Gordon Strachan has left his role as Scotland national team boss - here we look back at the highs and lows of his tenure
Low: Defeats to Wales and Serbia
Despite a 1-0 win in his first match in charge - against Estonia in a friendly at Pittodrie - Strachan couldn’t repeat the feat in must-win World Cup 2014 qualifiers against Wales and Serbia.
Grant Hanley scored the opener on the stroke of half-time at Hampden but two goals in three minutes - an Aaron Ramsey penalty and a Hal Robson-Kanu goal - turned the tie on its head. Robert Snodgrass was sent off for a second bookable offence while Ramsey saw red for the visitors as both teams finished with ten men.
Four days later, two goals in five minutes by Filip Duricic handed Serbia a 2-0 win over Scotland in Novi Sad.
High: Away win over Croatia
Despite the defeats to Wales and Serbia, the Scots recorded a somewhat unexpected win away to Croatia, Snodgrass again involved as his 26th minute strike was the difference between the two sides. It was an impressive result over a the Croatia side containing the likes of Ivan Rakitic, Ivica Olic and Mario Mandzukic. Sadly Strachan’s men celebrated the somewhat unlikely win with back-to-back defeats to England in a friendly and Belgium in a World Cup qualifier.
High: Six-game unbeaten run
Yes, your memories are serving you correctly. After the Belgium defeat, Scotland went on a six-game unbeaten run, starting with an admittedly narrow victory away to Macedonia, an 89th minute goal from Shaun Maloney sparing our blushes.

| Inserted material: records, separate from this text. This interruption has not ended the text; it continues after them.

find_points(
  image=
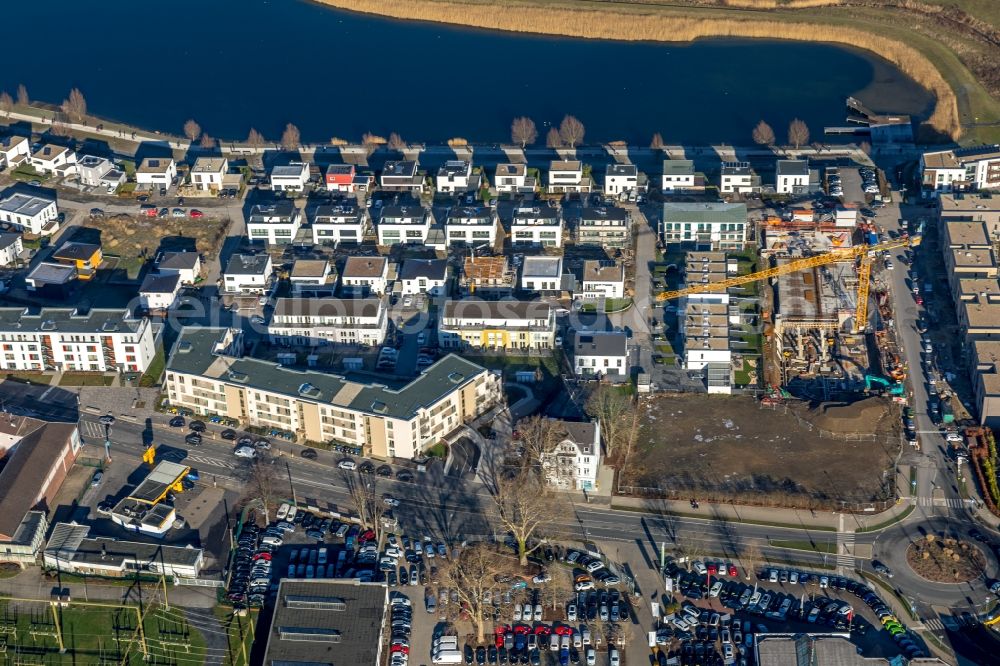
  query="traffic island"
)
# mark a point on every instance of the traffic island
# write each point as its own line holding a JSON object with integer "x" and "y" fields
{"x": 945, "y": 560}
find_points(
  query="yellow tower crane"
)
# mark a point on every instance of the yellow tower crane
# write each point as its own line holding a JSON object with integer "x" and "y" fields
{"x": 863, "y": 252}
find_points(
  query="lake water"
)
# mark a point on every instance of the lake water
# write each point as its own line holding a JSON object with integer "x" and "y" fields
{"x": 233, "y": 64}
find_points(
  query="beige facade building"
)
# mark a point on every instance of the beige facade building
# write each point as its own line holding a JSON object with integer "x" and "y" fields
{"x": 208, "y": 373}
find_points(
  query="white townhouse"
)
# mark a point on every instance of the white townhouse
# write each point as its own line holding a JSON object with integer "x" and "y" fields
{"x": 402, "y": 176}
{"x": 600, "y": 354}
{"x": 209, "y": 173}
{"x": 291, "y": 177}
{"x": 621, "y": 179}
{"x": 537, "y": 225}
{"x": 602, "y": 279}
{"x": 541, "y": 274}
{"x": 573, "y": 463}
{"x": 14, "y": 150}
{"x": 403, "y": 224}
{"x": 159, "y": 291}
{"x": 457, "y": 176}
{"x": 30, "y": 213}
{"x": 513, "y": 178}
{"x": 187, "y": 265}
{"x": 567, "y": 176}
{"x": 342, "y": 221}
{"x": 791, "y": 177}
{"x": 471, "y": 225}
{"x": 53, "y": 159}
{"x": 678, "y": 175}
{"x": 247, "y": 274}
{"x": 504, "y": 325}
{"x": 323, "y": 321}
{"x": 738, "y": 178}
{"x": 976, "y": 168}
{"x": 11, "y": 247}
{"x": 424, "y": 276}
{"x": 274, "y": 223}
{"x": 102, "y": 340}
{"x": 365, "y": 275}
{"x": 155, "y": 172}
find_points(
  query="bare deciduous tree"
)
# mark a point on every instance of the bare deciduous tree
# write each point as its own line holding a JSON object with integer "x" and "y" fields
{"x": 524, "y": 508}
{"x": 763, "y": 135}
{"x": 75, "y": 106}
{"x": 572, "y": 131}
{"x": 396, "y": 142}
{"x": 192, "y": 130}
{"x": 614, "y": 410}
{"x": 470, "y": 575}
{"x": 255, "y": 139}
{"x": 798, "y": 133}
{"x": 523, "y": 131}
{"x": 291, "y": 139}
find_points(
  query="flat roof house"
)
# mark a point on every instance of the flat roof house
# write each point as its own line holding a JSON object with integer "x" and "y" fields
{"x": 365, "y": 275}
{"x": 513, "y": 178}
{"x": 156, "y": 172}
{"x": 208, "y": 373}
{"x": 567, "y": 176}
{"x": 537, "y": 225}
{"x": 323, "y": 321}
{"x": 621, "y": 179}
{"x": 248, "y": 274}
{"x": 31, "y": 213}
{"x": 710, "y": 226}
{"x": 457, "y": 176}
{"x": 600, "y": 354}
{"x": 424, "y": 276}
{"x": 291, "y": 177}
{"x": 402, "y": 176}
{"x": 499, "y": 325}
{"x": 274, "y": 223}
{"x": 604, "y": 226}
{"x": 343, "y": 221}
{"x": 209, "y": 174}
{"x": 403, "y": 224}
{"x": 471, "y": 225}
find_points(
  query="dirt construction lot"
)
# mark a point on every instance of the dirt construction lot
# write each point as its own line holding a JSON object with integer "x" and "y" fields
{"x": 728, "y": 448}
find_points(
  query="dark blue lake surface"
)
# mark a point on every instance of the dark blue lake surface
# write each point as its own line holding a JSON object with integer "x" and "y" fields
{"x": 233, "y": 64}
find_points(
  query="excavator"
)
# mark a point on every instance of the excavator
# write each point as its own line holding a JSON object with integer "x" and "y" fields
{"x": 864, "y": 254}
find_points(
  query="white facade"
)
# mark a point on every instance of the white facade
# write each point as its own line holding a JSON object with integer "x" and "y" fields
{"x": 540, "y": 225}
{"x": 156, "y": 171}
{"x": 208, "y": 173}
{"x": 403, "y": 224}
{"x": 471, "y": 225}
{"x": 31, "y": 214}
{"x": 100, "y": 341}
{"x": 290, "y": 177}
{"x": 320, "y": 321}
{"x": 620, "y": 179}
{"x": 574, "y": 462}
{"x": 54, "y": 159}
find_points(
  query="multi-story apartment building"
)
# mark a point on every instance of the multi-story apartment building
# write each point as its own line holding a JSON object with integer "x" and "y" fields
{"x": 101, "y": 340}
{"x": 320, "y": 321}
{"x": 208, "y": 374}
{"x": 504, "y": 325}
{"x": 471, "y": 225}
{"x": 604, "y": 226}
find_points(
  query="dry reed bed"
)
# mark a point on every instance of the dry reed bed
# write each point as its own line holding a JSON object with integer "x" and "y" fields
{"x": 611, "y": 24}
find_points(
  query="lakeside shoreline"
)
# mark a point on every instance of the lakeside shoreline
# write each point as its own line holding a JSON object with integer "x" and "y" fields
{"x": 612, "y": 24}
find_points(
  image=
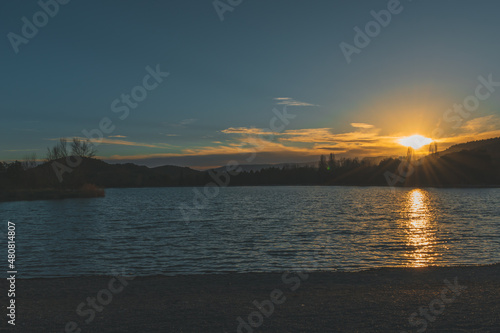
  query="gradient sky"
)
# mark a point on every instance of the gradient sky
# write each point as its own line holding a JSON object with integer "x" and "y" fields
{"x": 226, "y": 77}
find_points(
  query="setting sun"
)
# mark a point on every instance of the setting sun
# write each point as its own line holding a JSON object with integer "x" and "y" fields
{"x": 415, "y": 141}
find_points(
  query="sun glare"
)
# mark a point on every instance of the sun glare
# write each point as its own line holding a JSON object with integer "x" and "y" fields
{"x": 415, "y": 141}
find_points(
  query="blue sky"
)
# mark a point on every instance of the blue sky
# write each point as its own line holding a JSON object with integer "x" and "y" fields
{"x": 226, "y": 77}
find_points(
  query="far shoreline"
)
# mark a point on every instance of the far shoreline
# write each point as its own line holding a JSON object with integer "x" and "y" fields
{"x": 63, "y": 194}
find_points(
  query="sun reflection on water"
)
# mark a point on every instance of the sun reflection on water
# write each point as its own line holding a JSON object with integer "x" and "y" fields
{"x": 420, "y": 233}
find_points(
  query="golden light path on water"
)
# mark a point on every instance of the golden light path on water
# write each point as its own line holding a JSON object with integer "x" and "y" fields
{"x": 420, "y": 230}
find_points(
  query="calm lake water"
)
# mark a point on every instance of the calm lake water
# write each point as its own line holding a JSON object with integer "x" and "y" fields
{"x": 242, "y": 229}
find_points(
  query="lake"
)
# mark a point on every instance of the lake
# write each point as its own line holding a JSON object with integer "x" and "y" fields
{"x": 254, "y": 229}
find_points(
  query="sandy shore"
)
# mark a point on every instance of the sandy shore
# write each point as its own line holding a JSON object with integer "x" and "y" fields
{"x": 381, "y": 300}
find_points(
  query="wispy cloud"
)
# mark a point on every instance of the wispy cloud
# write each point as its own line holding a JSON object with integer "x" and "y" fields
{"x": 291, "y": 102}
{"x": 247, "y": 131}
{"x": 187, "y": 121}
{"x": 18, "y": 150}
{"x": 361, "y": 125}
{"x": 107, "y": 141}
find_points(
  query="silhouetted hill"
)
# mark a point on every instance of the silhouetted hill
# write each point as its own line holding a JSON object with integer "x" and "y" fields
{"x": 473, "y": 164}
{"x": 491, "y": 146}
{"x": 99, "y": 173}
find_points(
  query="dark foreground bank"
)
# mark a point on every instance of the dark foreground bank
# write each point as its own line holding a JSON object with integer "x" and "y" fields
{"x": 462, "y": 299}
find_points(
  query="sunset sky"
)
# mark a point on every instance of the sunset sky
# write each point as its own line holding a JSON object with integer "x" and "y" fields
{"x": 231, "y": 81}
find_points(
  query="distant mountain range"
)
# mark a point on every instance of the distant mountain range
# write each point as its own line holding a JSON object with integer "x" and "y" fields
{"x": 470, "y": 164}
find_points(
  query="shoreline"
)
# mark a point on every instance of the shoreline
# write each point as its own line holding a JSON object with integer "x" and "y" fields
{"x": 53, "y": 194}
{"x": 375, "y": 300}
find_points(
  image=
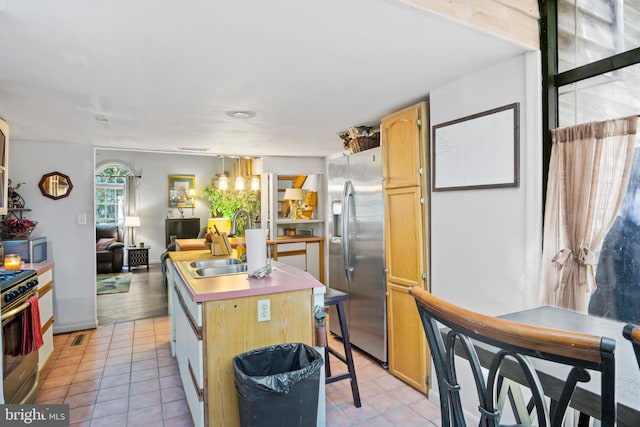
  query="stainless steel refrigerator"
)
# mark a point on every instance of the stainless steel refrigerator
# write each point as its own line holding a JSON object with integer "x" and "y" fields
{"x": 356, "y": 248}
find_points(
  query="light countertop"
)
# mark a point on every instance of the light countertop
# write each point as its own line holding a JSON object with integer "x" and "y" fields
{"x": 191, "y": 244}
{"x": 283, "y": 278}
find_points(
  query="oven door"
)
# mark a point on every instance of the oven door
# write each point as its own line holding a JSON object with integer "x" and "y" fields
{"x": 19, "y": 372}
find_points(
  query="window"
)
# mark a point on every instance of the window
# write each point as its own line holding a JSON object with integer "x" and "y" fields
{"x": 591, "y": 53}
{"x": 111, "y": 194}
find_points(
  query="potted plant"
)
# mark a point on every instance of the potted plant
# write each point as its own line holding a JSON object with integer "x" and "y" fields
{"x": 224, "y": 203}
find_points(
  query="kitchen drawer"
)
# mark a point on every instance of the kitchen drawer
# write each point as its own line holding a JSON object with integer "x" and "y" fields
{"x": 286, "y": 247}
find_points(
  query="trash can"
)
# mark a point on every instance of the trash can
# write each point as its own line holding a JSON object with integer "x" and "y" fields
{"x": 278, "y": 385}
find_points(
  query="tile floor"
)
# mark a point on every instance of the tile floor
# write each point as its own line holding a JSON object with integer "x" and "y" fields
{"x": 123, "y": 375}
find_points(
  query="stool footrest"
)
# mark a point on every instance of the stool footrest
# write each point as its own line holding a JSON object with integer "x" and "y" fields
{"x": 338, "y": 355}
{"x": 335, "y": 378}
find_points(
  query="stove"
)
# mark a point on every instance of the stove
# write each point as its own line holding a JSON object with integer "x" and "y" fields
{"x": 19, "y": 362}
{"x": 14, "y": 284}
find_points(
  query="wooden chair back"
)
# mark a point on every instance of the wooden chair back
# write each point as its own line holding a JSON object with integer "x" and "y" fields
{"x": 516, "y": 346}
{"x": 632, "y": 333}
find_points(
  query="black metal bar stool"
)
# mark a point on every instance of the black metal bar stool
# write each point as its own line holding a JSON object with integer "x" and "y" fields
{"x": 334, "y": 297}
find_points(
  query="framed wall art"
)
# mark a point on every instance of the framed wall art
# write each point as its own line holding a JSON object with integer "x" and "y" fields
{"x": 477, "y": 151}
{"x": 181, "y": 191}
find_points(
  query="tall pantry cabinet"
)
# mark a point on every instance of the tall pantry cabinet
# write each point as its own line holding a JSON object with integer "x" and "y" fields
{"x": 405, "y": 149}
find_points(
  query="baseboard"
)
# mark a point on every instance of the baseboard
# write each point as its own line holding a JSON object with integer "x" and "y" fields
{"x": 63, "y": 329}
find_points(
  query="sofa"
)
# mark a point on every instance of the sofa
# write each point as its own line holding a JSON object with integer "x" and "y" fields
{"x": 109, "y": 249}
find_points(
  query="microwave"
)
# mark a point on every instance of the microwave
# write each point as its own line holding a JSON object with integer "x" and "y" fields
{"x": 32, "y": 249}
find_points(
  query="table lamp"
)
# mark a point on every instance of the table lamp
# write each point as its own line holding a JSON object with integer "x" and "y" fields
{"x": 130, "y": 222}
{"x": 295, "y": 196}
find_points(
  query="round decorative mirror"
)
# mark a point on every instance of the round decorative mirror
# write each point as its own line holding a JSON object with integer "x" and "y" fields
{"x": 55, "y": 185}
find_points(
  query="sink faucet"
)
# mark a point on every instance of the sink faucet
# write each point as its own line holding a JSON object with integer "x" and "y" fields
{"x": 232, "y": 232}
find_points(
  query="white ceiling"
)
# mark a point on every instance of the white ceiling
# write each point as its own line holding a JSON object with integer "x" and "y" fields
{"x": 164, "y": 73}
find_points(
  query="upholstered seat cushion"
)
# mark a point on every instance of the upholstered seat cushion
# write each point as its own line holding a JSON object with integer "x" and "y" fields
{"x": 104, "y": 243}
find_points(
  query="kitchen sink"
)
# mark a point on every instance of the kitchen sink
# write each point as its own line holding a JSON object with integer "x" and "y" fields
{"x": 215, "y": 267}
{"x": 220, "y": 271}
{"x": 214, "y": 263}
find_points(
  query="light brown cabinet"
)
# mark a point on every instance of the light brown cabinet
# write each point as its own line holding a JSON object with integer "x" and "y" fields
{"x": 205, "y": 336}
{"x": 405, "y": 142}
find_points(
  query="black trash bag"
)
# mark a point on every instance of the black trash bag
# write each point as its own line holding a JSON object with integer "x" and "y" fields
{"x": 278, "y": 385}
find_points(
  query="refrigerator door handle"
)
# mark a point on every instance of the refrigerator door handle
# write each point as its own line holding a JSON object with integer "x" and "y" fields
{"x": 346, "y": 238}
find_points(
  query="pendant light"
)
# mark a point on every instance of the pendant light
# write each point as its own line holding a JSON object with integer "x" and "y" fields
{"x": 223, "y": 181}
{"x": 255, "y": 183}
{"x": 239, "y": 177}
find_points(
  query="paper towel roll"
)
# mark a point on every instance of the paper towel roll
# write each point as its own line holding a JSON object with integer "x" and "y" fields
{"x": 256, "y": 250}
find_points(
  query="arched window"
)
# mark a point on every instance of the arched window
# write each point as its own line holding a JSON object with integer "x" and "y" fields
{"x": 111, "y": 194}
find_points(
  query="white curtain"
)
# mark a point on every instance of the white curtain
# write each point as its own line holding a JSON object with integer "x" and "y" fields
{"x": 588, "y": 176}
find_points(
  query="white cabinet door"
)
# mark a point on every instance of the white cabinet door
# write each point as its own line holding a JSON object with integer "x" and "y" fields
{"x": 188, "y": 350}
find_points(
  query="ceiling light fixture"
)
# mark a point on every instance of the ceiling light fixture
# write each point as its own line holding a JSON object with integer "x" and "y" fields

Scotland then defeated Croatia again, this time a 2-0 victory at Hampden thanks to goals from Snodgrass and Steven Naismith. Two friendly matches in five days in November 2013 saw the Scots draw 0-0 with the United States and record a 1-0 win over Norway in Molde, Scott Brown grabbing the only goal after 61 minutes. Brown scored again as Scotland defeated Poland 1-0 in Warsaw and a creditable 2-2 draw with Nigeria at Fulham’s Craven Cottage had fans eagerly anticipating the Euro 2016 qualifiers.
Low: The second half of the Euro 2016 qualifying campaign
It started off so well. A narrow defeat to world champions Germany in their own backyard, a 1-0 win over Georgia, a draw with Poland and then a good win over the Republic of Ireland.
And then the rot set in, despite an emphatic win over Euros newcomers Gibraltar.
A draw in Dublin against the Irish was followed up with a meek defeat in Georgia. Another narrow loss to Germany, this time a 3-2 reversal at Hampden, preceded a 2-2 draw with Poland in which Robert Lewandowski scored a 94th minute equaliser consigning the Scots to fourth place.
High: Fans back him to stay
Fans sang Strachan’s name as Scotland thumped Gibraltar in Portugal, winning 6-0. He decided to stay on for the 2018 World Cup qualifiers, getting off to a decent start with a 5-1 win over Malta.
Low: The Lithuania debacle
An 89th minute equaliser from James McArthur spared Scotland from an embarrassing defeat, but the next two matches - 3-0 reversals to Slovakia and England - turned out to be pivotal in Scotland’s eventual failure to reach Russia. Strachan held talks after the England defeat but was kept on.
High: Resurgence and an outside chance of making the play-offs
Whatever Strachan did after the Canada game it worked, as Scotland scrambled a last-gasp victory over Slovenia to reignite their hopes of finishing second. An injury-time equaliser (sound familiar?) robbed Scotland of a famous win over England but convincing wins over Lithuania and Malta, and a late, late win over Slovakia saw Scotland come within touching distance of making the play-offs.
Low: Slovenia, genetics and exit
Scotland took the lead in Ljubljana and led at half-time as fans held their breath. But the same old mistakes haunted Scotland. Slovenia equalised in the 52nd minute through half-time substitute Roman Bezjak, before the same player took advantage of lax defending to put Slovenia 2-1 up with just under 20 minutes left. Darren Fletcher missed a gilt-edged chance to equalise on 80 minutes, and substitute Snodgrass’s goal on 88 minutes gave Scotland the briefest glimpse of renewed hope but ultimately Scotland fall short again as Slovakia’s victory over Malta sees them finish second on goal difference. Strachan refused to answer questions about his future in the aftermath, saying his focus was on the players before eventually blaming genetics for Scotland’s failure. Four days later he was gone.